Although many Americans have thought about whether the president’s approach to health care and the role of government equates to socialism — “socialist” was the most looked-up word in the Merriam-Webster online dictionary in 2012 — polling indicates more widespread support for the conclusion that Obama is what he has called himself, a pragmatist. Before his first inauguration, he said that “what is required is a new declaration of independence, not just in our nation, but in our own lives — from ideology and small thinking. . . .”

Still, Obama’s more severe critics see him as highly ideological. Francis Cianfrocca, a New York cybersecurity entrepreneur, believes the president is determined to limit freedom and wealth. “He called people like me ‘fat cats,’ ” says the successful businessman. “What are we supposed to do with that? A lot of the personalization of the opposition to him comes from his saying personal things against capitalism, business people and Republicans.”
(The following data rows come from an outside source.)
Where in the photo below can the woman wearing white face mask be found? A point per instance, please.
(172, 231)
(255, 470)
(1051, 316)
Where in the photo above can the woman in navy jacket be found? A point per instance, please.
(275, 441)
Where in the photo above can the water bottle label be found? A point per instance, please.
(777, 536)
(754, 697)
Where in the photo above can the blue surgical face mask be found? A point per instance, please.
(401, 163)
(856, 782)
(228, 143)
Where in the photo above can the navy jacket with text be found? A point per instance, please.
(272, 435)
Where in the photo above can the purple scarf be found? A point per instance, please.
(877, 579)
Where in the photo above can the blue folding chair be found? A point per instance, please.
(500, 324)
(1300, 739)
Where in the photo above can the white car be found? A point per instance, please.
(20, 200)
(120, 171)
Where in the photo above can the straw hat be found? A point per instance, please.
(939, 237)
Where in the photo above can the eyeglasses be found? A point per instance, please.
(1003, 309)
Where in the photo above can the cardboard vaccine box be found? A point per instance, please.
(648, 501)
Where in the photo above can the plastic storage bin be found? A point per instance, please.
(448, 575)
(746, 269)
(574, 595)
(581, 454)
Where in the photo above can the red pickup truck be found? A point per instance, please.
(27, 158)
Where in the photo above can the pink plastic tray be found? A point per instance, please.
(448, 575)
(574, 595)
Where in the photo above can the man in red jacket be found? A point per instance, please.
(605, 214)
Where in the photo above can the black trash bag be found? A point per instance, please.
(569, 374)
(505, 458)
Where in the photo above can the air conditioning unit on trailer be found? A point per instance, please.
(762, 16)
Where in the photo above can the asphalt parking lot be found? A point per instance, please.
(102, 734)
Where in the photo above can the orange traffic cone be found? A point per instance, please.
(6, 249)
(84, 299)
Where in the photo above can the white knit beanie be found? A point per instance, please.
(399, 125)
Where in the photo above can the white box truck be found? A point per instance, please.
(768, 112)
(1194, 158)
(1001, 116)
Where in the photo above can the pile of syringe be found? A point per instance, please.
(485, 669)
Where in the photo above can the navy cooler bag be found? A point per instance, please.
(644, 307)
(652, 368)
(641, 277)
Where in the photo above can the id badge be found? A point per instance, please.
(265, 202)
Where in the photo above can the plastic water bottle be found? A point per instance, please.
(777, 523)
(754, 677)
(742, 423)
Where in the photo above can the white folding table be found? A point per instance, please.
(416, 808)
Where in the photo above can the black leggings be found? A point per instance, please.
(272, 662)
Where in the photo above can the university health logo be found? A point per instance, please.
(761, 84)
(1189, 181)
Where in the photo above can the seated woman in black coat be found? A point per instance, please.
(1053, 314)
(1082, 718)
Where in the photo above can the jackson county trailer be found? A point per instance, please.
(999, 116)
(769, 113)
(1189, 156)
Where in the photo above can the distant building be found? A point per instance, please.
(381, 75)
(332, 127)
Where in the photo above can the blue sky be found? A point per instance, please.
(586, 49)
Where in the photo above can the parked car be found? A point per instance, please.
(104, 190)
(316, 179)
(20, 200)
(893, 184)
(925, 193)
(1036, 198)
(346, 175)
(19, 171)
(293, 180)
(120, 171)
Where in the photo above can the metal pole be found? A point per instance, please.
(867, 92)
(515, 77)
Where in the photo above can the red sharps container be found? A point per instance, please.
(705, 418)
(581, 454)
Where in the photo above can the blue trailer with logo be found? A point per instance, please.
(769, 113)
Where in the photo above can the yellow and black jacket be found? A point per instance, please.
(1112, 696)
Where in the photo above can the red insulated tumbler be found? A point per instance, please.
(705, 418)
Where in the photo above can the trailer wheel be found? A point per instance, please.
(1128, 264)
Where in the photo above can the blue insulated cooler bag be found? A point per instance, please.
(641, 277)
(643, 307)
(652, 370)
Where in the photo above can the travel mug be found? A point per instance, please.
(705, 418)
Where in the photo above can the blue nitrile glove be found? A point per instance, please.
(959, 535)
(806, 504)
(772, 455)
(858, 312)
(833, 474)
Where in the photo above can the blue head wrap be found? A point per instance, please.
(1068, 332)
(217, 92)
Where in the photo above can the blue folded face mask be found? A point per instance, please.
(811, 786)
Although Cianfrocca thought of Obama as “a thoroughgoing socialist looking for wholesale reconstruction of the economy,” the president’s reelection persuaded the businessman that “the country is with him and that gives him tremendous moral authority.”

Cianfrocca’s disagreements with the president are mainly philosophical; he believes the country will right itself and flourish again within a decade. Many birthers and other hardcore anti-Obama activists, in contrast, see the president as the final architect of the collapse of American power.

“I despair for the future of our country,” says Bell. “He’s an emperor with no clothes.”

Even if the birther movement has lost some steam since Obama released his birth certificate in 2011, Davidson sees evidence that birthers are diversifying into other anti-Obama issues, using their Web sites and radio shows to focus attention on the next phase of the health-care debate, the attack on a U.S. diplomatic post in Libya and the latest Cabinet nominations.